README.md

compMS2Miner_logo

compMS2Miner is an R package for comprehensive and automatable annotation of metabolomic high-resolution LC-MS datasets.

DOI latest stable release v2.3.0 (archived on zenodo). bug fixed in matchSpectralDB InChI codes now in Comments fields of MoNA msp files. InChIKeys are now the unique identifiers however these are dead-ends for OpenBabel. While loop to catch any OpenBabel errors

Purpose

A long-standing challenge of untargeted metabolomic profiling by liquid-chromatography - high resolution mass spectrometry analysis (LC-HRMS) is rapid, precise and automatable transition from unknown mass spectral features in the form of a peak-picking software output table to full metabolite identification using MS2 fragmentation data.

The number of MS2 spectra commonly collected in a precursor selection based experiment (often thousands in a single MS2 datafile) limits the feasibility of painstaking manual interpretation of every spectrum. A degree of autonomous unknown annotation and at the very least a confident annotation of an unknowns most probable compound class is highly desirous. A holistic overview of the relationships between spectra can greatly facilitate the correct annotation of statistically relevant unknowns. When a handful of unknowns are targeted in isolation the broader context of an unknown can be easily missed and therefore putative identities poorly interpreted.

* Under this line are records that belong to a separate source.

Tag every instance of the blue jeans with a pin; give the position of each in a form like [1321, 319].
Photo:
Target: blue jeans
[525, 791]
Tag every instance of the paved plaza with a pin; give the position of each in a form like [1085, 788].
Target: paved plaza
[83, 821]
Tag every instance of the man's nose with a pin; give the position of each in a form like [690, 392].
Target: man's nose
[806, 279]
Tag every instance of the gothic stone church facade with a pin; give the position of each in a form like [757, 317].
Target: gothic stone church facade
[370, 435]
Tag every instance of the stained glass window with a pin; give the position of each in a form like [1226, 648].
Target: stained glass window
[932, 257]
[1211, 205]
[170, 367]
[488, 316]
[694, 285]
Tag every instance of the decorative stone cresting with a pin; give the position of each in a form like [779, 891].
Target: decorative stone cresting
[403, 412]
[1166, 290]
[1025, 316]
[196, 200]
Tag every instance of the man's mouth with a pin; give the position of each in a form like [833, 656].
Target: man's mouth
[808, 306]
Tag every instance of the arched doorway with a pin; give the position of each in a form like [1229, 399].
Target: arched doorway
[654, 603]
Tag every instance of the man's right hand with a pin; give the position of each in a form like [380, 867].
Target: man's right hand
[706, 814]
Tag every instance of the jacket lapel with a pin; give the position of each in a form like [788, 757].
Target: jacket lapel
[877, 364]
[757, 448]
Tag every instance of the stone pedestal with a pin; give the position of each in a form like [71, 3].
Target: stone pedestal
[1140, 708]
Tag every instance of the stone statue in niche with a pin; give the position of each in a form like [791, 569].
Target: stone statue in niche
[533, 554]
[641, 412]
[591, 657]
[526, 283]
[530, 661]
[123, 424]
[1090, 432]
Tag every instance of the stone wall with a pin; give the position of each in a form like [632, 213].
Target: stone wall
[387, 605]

compMS2Miner is a package in the popular R programming language developed for comprehensive unknown feature annotation using peak-picker output files and MS2 data files as inputs (.mzML, .mzXML, .mgf). compMS2Miner brings together many useful metabolite identification tools (see Features section below) and is modular and every workflow method is therefore fully extensible.

Data curation, visualization and sharing is made possible at any stage of the compMS2Miner package workflow via an application Composite MS2 Explorer developed with the R shiny package. The application allows the user to rapidly create their own study-specific MS2 databases for each of their chromatographic methods. Additionally an msp database file can also be rapidly generated from the output of the compMS2Miner workflow.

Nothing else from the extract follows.